Demikian pentingnya tashfiyatu wa tazkiyatun nafs, maka tidak ada
peluang yang paling berharga dalam kehidupan ini melebihi dari membuka
ruang yang seluas-luasnya untuk pemberdayaan struktur ruhani kita.
Dengan cara demikian, akan membuka kesadaran dan pencerahan baru.

"Sesungguhnya beruntunglah orang yang mensucikan jiwa itu, Dan
sesungguhnya merugilah orang yang mengotorinya." (QS. Asy Syams (91) :
9-10)

Ada empat bidang garap "tazkiyah" (pembersihan) yang dijadikan
prioritas oleh Rasulullah SAW. Dan proyek immaterial tersebut yang
berhasil digulirkan dengan gemilang dalam waktu kurang dari ½ abad.

Pertama: Tazkiyatun Nafs (penyucian diri)

Dahulu, bangsa Arab adalah bangsa yang kotor. Kepercayaan kepada Allah
SWT dicemari dengan pemujaan kepada berhala dan benda-benda alam.
Ekonomi masyarakatnya telah dikotori dengan penindasan yang kuat (the
have) terhadap yang lemah (grass root), kesewenang-wenangan yang kaya
dan berada terhadap yang tidak beruntung, dan keserakahan yang
berharta kepada yang melarat. Kebudayaan mereka dinistai dengan
kerendahan akhlak penghinaan wanita.

Peradilan mereka adalah peradilan rimba – yang kuat selalu benar dan
kebal hukum, yang lemah selalu salah. Hukum mereka bagaikan gegraji.
Tumpul untuk kalangan elitis dan tajam untuk kaum dhu'afa.

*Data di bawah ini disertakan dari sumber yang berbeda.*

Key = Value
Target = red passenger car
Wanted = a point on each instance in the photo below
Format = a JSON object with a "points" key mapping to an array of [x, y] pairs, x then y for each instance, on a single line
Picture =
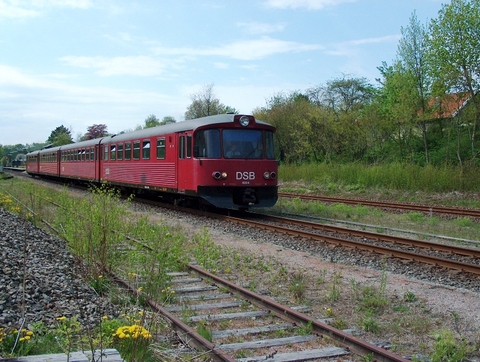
{"points": [[225, 160]]}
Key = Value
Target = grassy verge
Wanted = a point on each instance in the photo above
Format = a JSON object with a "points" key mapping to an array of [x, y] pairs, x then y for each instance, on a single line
{"points": [[96, 227]]}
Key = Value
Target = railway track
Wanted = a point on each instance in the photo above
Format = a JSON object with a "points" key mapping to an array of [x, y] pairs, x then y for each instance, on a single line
{"points": [[451, 257], [390, 205], [246, 326]]}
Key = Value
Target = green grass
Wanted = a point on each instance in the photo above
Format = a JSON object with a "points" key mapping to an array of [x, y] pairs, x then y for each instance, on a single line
{"points": [[396, 176]]}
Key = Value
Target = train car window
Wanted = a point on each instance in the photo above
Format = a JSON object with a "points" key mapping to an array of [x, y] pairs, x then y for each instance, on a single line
{"points": [[269, 143], [207, 144], [136, 150], [120, 151], [128, 151], [243, 144], [161, 148], [146, 150], [181, 147], [189, 146]]}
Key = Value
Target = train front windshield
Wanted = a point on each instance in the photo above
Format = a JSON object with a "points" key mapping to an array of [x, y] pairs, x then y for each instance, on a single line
{"points": [[247, 144], [239, 144]]}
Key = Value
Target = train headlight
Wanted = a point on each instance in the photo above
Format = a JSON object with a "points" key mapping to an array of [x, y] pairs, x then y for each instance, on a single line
{"points": [[244, 121]]}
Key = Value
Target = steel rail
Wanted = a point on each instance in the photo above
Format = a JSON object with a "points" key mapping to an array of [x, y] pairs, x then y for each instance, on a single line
{"points": [[474, 253], [186, 333], [407, 255], [355, 345], [403, 206]]}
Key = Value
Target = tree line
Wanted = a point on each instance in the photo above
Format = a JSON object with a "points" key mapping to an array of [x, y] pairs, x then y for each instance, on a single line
{"points": [[424, 108]]}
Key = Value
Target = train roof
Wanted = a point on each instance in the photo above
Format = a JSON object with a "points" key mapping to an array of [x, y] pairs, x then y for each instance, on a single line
{"points": [[183, 126], [188, 125]]}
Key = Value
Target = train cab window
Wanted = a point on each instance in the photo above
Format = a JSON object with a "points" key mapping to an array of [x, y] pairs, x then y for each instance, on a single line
{"points": [[120, 151], [246, 144], [128, 151], [136, 150], [146, 150], [207, 144], [181, 147], [161, 148], [189, 146]]}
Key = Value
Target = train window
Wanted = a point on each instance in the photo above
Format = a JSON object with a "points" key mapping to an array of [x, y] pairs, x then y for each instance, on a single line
{"points": [[189, 146], [128, 151], [242, 143], [181, 147], [136, 150], [146, 150], [120, 151], [161, 148], [207, 144], [269, 144]]}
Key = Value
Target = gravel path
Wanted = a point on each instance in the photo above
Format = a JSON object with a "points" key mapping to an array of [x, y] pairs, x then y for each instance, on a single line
{"points": [[39, 281]]}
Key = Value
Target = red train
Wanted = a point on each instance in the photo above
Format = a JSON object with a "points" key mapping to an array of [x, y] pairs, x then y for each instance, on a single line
{"points": [[225, 160]]}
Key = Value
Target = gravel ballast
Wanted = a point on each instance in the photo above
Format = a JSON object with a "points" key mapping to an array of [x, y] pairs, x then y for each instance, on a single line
{"points": [[39, 280]]}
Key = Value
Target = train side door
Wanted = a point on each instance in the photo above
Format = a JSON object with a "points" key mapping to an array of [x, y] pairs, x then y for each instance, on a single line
{"points": [[184, 169]]}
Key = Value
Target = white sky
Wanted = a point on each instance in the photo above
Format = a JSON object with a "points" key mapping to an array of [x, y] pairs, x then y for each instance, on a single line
{"points": [[82, 62]]}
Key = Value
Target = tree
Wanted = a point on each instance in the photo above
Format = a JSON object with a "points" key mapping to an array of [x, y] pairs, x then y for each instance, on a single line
{"points": [[412, 53], [60, 136], [95, 131], [205, 104], [454, 45], [397, 103], [151, 121]]}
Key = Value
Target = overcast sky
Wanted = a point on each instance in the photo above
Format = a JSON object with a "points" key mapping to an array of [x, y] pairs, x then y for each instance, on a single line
{"points": [[115, 62]]}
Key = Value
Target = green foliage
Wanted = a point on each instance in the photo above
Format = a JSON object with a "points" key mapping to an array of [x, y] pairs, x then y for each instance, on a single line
{"points": [[60, 136], [396, 176], [449, 348], [298, 285]]}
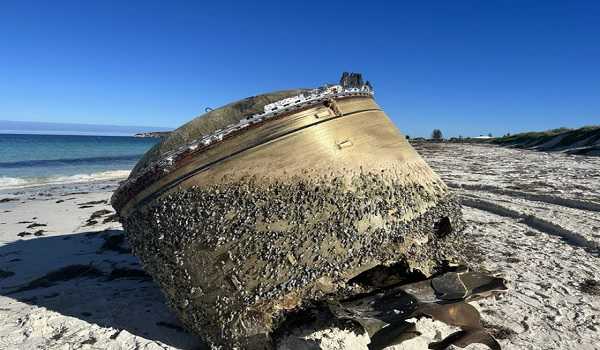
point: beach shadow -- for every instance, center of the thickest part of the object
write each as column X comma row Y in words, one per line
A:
column 92, row 277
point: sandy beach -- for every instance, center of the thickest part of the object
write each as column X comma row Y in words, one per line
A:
column 69, row 281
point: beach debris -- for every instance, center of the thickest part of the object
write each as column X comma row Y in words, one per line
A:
column 125, row 272
column 383, row 313
column 102, row 201
column 116, row 243
column 273, row 204
column 60, row 275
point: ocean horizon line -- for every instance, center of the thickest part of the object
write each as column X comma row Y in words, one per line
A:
column 74, row 129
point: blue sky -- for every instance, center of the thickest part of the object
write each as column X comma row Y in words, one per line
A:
column 466, row 67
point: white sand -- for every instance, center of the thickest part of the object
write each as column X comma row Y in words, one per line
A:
column 535, row 218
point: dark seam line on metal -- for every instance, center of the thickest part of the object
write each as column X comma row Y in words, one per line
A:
column 182, row 178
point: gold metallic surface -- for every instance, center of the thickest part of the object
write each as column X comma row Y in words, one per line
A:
column 316, row 139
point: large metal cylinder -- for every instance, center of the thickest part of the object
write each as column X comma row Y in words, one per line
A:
column 281, row 213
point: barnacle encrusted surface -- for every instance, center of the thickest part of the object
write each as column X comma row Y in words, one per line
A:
column 242, row 224
column 232, row 258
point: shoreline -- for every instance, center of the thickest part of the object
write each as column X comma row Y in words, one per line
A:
column 534, row 220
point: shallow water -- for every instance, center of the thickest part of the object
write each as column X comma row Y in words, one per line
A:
column 27, row 160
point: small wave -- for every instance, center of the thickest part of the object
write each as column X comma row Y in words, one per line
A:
column 68, row 161
column 15, row 182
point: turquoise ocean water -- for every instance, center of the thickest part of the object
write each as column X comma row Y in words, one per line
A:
column 27, row 160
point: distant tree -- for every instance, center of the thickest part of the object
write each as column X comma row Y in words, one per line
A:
column 437, row 134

Lahirlah manusia yang terbelah jiwanya. Di masjid rajin berdoa. Keluar
dari masjid ia tidak segan-segan melakukan perbuatan yang kontradiktif
dengan isi doanya. Ibadah ritual seolah-olah tidak berefek pada
keshalihan social. Itulah kehidupan yang skuler.

Kemudian, Allah SWT membangkitkan Muhammad bin Abdullah. Ia sendiri
manusia pilihan, paling suci (al Musthofa). Bisa dipercaya (al Amin).
Ia dilahirkan dari keluarga terhormat. Keluarga yang shalih, pengurus,
pemelihara dan penjaga Baitul 'Atiq – rumah Allah yang suci. Kepada
masyarakat jahiliyah yang kotor beliau meniupkan angin kesucian. Ia
mengajak dan memanggil bangsanya untuk mengingat kembali nama Allah
yang selama ini sudah disebut-sebut dan memuji-Nya dengan makna dan
spirit baru. Berbeda dengan "Allah" yang dipahami oleh masyarakat
jahiliyah selama ini.

Sedikit demi sedikit, satu demi satu, thobaqon 'an thobaq (secara
gradual) berubahlah bangsa Arab. Mereka memilih kesucian sekalipun
beresiko bergelimang dengan darah atau kehilangan nyawa. Lihatlah
Sumayyah, misalnya, bersama suaminya Yasir dan anaknya 'Ammar.
Sumayyah memeluk Islam. Ia bersihkan akidahnya dari kemusyrikan. Ia
dianiaya, dipukuli, dipanaskan di tengah padang pasir yang membakar.

وَكاَنَتْ عَجُوْزا كَبيرةَ ضَعيْفَةَ

"Padahal Sumayyah wanita tua yang renta dan lemah (kanat 'ajuzah
kabirah dha'ifah)."

Sumayyah bertahan memilih hidup yang suci dan terhormat. Abu Jahal
datang dengan tombak di tangan. Ia memaksa Sumayyah mengucapkan
kata-kata kufur dan kotor. Ketika itu Rasulullah SAW mengutus sahabat
untuk menyampaikan berita kepada Sumayyah. Rasulullah SAW yang mulia –
melihat penderitaan Sumayyah dalam mempertahankan keimanan yang suci –
merestuinya untuk mengucapkan kalimat yang kotor (kufur), asal hati
tetap beriman. Apakah jawaban yang keluar dari mulut Sumayyah?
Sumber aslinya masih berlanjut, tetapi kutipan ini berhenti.